Hop Stringin’ Party at Blue Mountain Brewery

Posted on May 22, 2013 by



Stan Driver, the hop farmer for Blue Mountain Brewery, explains the proper way to string hops on Thursday, May 16, at Blue Mountain.

When Blue Mountain Brewery in Afton posted an invitation on Facebook to its Annual Hop Stringin’ Party on Thursday, May 16, I felt like it would be a great way to learn more about the beer making process. The promise of free lunch didn’t hurt either.

After navigating the traffic congestion on Interstate 64, I arrived at Blue Mountain about 11:15 a.m. to find one other volunteer and Stan Driver, Blue Mountain’s hop farmer, waiting on the patio. Luckily, a few more volunteers showed up before we hit the hop garden around 11:30.

Driver gave the volunteers a brief tutorial on how to properly string hops.

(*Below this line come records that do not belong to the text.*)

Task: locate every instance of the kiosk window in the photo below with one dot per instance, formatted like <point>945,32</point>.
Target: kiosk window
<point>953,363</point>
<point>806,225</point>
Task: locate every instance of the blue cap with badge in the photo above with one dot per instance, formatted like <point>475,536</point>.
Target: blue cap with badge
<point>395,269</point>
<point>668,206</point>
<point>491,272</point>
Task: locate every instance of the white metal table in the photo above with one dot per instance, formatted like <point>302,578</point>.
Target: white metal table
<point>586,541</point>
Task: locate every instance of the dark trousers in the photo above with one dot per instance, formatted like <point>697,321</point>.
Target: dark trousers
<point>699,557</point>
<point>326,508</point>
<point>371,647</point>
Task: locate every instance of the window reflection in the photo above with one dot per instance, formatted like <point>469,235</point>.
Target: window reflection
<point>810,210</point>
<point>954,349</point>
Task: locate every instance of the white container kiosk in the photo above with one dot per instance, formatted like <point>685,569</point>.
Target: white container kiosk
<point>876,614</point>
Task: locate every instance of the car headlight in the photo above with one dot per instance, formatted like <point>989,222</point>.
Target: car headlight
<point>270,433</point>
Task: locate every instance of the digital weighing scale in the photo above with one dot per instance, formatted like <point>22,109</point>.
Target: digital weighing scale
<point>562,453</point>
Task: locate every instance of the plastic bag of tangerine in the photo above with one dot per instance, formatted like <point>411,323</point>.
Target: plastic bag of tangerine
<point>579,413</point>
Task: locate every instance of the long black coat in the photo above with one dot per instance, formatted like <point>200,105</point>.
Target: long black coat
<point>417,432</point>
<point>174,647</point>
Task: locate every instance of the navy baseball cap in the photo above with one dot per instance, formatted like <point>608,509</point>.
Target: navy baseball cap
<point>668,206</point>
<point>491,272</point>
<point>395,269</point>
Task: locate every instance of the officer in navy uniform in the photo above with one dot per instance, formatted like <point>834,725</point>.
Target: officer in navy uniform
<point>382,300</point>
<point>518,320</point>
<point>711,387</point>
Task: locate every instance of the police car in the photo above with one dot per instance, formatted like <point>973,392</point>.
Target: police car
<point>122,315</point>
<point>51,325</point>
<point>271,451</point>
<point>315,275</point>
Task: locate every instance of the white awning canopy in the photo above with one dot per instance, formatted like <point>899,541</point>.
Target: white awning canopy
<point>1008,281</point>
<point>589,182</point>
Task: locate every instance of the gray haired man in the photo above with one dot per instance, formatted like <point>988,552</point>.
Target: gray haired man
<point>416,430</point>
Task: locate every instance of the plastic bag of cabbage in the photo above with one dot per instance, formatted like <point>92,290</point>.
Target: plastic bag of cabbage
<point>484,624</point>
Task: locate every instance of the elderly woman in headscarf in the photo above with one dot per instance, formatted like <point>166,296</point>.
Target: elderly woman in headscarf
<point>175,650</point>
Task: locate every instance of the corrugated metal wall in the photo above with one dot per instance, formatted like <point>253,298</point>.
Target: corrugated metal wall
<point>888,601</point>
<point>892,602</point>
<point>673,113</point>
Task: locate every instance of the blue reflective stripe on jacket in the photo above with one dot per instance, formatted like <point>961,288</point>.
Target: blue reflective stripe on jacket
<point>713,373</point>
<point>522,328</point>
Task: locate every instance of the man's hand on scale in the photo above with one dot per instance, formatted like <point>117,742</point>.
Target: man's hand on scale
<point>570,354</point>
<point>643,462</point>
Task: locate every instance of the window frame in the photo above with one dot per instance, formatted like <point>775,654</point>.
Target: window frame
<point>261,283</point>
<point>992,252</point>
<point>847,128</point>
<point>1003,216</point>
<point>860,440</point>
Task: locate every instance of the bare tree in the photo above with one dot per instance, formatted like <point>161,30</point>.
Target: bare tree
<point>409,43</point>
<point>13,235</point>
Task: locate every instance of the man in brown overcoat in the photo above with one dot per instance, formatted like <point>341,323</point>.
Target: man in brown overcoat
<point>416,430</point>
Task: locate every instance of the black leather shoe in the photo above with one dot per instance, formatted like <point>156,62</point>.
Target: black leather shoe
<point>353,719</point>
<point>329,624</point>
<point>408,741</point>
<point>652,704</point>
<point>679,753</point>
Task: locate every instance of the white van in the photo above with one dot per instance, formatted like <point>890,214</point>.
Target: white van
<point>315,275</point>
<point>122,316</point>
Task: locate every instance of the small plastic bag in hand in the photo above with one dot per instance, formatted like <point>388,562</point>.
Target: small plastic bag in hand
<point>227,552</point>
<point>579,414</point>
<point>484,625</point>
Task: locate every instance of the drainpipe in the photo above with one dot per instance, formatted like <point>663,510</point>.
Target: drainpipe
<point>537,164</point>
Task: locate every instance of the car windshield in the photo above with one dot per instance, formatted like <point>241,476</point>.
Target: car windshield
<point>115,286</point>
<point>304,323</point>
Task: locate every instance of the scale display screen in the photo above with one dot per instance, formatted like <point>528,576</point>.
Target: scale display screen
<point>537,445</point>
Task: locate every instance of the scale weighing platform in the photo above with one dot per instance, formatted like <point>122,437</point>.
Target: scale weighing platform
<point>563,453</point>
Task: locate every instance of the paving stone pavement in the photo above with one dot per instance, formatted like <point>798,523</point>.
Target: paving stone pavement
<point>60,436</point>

Basically, hop stringing is almost exactly as it sounds. Workers take hop vines and string them clockwise up a piece of thin rope or twine that is hanging from a trellis. Driver explained that the goal is to string up the most vigorous hop vines and the ones that are growing closest to the base of the rope, and then cut away the vines that are not as vigorous or that grow away from the base.

So, with a pair of pruning shears in hand, I went to work on the hop rows. The work wasn’t hard, but it was tedious and the hot sun made me thirst more for some refreshing water than the beer drinking that was encouraged.

After about two hours, the five volunteers that showed up at the brewery had completed the pruning and hop stringing in the small field near the patio. Now, it was time to celebrate a job well done with Blue Mountain’s homemade brews and the promised free lunch.

The next opportunity to take part in the brewing process will likely be in the fall when Blue Mountain harvests the hops that we helped string. Driver said the half dozen rows of hops would only last about a day at the brewery.